Warm tip: This article is reproduced from stackoverflow.com, please click
h5py hdf5 python

Storing a list of strings to a HDF5 Dataset from Python using VL format

发布于 2020-03-27 10:16:50

I expected the following code to work, but it doesn't.

import h5py
import numpy as np

with h5py.File('file.hdf5','w') as hf:
    dt = h5py.special_dtype(vlen=str)
    feature_names = np.array(['a', 'b', 'c'])
    hf.create_dataset('feature names', data=feature_names, dtype=dt)

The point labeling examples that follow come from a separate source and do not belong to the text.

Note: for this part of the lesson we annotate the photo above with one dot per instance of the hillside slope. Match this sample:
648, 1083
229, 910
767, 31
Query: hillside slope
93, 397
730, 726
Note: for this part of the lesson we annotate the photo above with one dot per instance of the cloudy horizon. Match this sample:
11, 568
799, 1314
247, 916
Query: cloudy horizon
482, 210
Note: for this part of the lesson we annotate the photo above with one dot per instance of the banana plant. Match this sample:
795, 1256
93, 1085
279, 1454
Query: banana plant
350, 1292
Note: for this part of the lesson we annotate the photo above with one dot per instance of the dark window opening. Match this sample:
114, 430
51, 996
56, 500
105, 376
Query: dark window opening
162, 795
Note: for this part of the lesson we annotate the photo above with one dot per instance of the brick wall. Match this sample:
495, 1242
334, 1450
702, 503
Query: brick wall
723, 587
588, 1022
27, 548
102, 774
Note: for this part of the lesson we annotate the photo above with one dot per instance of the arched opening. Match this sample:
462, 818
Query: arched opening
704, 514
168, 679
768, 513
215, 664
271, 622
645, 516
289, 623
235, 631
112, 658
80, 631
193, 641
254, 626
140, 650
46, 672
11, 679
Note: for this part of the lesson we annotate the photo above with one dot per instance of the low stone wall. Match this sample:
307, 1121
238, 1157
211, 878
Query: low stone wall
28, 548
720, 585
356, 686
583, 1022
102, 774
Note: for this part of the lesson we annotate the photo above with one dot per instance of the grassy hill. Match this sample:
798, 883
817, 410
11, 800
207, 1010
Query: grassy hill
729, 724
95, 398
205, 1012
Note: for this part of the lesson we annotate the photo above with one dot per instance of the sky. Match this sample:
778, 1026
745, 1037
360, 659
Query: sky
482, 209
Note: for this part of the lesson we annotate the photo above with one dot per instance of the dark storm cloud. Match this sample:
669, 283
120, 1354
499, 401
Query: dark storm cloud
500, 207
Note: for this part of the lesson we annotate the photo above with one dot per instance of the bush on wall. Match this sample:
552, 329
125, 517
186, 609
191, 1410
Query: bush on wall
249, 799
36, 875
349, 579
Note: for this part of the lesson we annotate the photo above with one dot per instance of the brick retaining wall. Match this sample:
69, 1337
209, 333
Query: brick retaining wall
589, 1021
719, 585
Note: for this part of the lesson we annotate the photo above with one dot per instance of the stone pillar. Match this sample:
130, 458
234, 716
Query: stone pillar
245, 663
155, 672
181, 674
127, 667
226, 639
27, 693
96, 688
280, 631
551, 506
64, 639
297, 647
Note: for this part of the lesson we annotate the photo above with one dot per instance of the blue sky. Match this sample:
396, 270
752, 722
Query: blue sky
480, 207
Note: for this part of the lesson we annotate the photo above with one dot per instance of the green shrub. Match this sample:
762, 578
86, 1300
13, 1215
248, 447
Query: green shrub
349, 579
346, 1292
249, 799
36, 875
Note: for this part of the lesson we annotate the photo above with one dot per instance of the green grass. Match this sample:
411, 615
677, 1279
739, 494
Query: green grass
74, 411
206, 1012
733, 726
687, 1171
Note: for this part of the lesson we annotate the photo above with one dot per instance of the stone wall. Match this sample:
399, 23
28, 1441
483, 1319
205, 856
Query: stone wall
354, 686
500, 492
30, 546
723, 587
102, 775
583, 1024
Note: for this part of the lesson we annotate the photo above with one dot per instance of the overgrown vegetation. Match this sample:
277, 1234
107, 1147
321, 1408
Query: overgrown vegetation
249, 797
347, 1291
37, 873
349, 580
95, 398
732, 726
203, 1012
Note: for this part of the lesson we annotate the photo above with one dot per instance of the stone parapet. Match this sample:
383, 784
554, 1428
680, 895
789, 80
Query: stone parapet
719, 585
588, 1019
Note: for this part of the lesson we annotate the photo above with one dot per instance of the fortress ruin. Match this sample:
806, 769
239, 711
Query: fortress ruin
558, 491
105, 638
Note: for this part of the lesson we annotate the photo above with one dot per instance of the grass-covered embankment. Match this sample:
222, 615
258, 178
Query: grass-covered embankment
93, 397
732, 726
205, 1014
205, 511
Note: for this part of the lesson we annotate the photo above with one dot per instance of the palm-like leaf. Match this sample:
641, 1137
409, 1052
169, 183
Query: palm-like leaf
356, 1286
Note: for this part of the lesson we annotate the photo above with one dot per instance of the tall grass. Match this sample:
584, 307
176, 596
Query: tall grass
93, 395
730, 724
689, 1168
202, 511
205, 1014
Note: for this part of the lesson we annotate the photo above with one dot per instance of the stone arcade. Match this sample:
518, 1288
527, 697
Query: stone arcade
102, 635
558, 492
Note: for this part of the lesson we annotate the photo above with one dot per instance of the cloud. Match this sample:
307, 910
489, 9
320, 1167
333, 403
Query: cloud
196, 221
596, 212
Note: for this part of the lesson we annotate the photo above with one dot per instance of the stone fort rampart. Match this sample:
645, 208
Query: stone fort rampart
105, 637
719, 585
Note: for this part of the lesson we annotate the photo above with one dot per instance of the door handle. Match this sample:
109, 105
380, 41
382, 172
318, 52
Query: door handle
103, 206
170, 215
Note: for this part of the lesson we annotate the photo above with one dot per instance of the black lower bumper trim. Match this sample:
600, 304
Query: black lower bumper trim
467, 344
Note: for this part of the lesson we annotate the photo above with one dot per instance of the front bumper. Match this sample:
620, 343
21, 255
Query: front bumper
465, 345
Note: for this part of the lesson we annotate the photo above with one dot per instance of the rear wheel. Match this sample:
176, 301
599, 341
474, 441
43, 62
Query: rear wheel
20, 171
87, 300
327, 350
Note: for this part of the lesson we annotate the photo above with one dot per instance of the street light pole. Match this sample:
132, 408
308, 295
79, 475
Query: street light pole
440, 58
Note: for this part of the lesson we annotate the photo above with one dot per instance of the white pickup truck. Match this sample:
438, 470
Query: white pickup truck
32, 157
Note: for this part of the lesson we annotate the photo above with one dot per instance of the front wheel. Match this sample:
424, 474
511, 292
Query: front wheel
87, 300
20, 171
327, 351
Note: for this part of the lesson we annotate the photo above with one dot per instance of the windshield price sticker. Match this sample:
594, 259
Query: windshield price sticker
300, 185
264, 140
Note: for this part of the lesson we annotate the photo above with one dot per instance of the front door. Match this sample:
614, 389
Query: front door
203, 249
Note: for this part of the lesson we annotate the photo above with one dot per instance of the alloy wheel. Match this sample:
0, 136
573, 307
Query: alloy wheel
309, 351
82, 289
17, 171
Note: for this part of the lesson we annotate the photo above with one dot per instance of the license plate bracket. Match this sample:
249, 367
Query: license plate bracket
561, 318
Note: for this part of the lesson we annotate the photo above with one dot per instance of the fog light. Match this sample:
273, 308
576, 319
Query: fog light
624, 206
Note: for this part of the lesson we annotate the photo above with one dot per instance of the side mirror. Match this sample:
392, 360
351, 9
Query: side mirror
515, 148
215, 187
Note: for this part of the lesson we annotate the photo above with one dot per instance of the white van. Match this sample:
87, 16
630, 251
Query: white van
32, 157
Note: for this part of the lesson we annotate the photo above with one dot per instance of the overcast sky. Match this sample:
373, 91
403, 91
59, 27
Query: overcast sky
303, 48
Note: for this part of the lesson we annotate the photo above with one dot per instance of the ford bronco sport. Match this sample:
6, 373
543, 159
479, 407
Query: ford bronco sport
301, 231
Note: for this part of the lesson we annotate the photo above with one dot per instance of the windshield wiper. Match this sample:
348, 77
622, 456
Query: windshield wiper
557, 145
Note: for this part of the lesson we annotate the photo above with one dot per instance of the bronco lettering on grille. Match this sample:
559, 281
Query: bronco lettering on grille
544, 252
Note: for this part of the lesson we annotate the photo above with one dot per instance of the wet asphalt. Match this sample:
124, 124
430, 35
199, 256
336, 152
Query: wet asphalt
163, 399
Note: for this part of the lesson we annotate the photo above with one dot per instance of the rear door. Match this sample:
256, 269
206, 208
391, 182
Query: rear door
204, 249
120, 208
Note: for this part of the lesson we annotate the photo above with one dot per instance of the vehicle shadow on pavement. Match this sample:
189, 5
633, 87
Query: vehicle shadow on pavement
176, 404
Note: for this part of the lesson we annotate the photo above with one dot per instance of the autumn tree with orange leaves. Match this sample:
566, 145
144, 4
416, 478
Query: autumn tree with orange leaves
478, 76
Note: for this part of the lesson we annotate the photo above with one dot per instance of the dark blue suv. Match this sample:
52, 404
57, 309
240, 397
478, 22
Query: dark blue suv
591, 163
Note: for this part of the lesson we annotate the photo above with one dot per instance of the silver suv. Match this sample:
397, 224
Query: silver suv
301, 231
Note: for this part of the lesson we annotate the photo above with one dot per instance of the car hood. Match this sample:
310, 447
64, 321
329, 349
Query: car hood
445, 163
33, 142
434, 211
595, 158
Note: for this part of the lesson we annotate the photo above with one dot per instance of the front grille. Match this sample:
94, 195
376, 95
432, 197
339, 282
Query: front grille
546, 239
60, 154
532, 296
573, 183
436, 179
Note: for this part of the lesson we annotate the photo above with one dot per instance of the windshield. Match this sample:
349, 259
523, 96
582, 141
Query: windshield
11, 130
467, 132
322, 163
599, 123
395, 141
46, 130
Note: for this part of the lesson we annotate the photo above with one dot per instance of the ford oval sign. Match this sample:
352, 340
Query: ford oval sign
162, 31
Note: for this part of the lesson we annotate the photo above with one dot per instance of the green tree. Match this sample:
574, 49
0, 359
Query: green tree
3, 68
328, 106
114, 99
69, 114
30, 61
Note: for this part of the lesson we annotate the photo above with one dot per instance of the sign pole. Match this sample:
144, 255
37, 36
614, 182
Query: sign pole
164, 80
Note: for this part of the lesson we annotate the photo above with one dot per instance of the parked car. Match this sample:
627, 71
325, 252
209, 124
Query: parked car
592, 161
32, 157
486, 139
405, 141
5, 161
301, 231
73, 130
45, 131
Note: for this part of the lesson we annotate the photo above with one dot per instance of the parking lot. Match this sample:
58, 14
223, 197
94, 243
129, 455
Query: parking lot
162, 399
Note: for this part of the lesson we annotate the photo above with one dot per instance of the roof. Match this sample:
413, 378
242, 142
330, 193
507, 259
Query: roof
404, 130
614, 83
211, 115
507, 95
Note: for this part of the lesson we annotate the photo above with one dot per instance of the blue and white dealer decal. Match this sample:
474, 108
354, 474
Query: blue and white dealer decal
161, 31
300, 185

I get the error message TypeError: No conversion path for dtype: dtype('<U1'). The following code does work, but using a for loop to copy the data seems a bit clunky to me. Is there a more straightforward way to do this? I would prefer to be able to pass the sequence of strings directly into the create_dataset function.

import h5py
import numpy as np

with h5py.File('file.hdf5','w') as hf:
    dt = h5py.special_dtype(vlen=str)
    feature_names = np.array(['a', 'b', 'c'])
    ds = hf.create_dataset('feature names', (len(feature_names),), dtype=dt)

    for i in range(len(feature_names)):
        ds[i] = feature_names[i]

Note: My question follows from this answer to Storing a list of strings to a HDF5 Dataset from Python, but I don't consider it a duplicate of that question.

Questioner
mhwombat
Viewed
318
teegaar 2019-07-03 21:23

You almost did it, the missing detail was to pass dtype to np.array:

import h5py                                                                                                                                                                                                
import numpy as np            

with h5py.File('file.hdf5','w') as hf: 
     dt = h5py.special_dtype(vlen=str) 
     feature_names = np.array(['a', 'b', 'c'], dtype=dt) 
     hf.create_dataset('feature names', data=feature_names)

PS: It looks like a bug for me - create_dataset ignores the given dtype and don't apply it to the given data.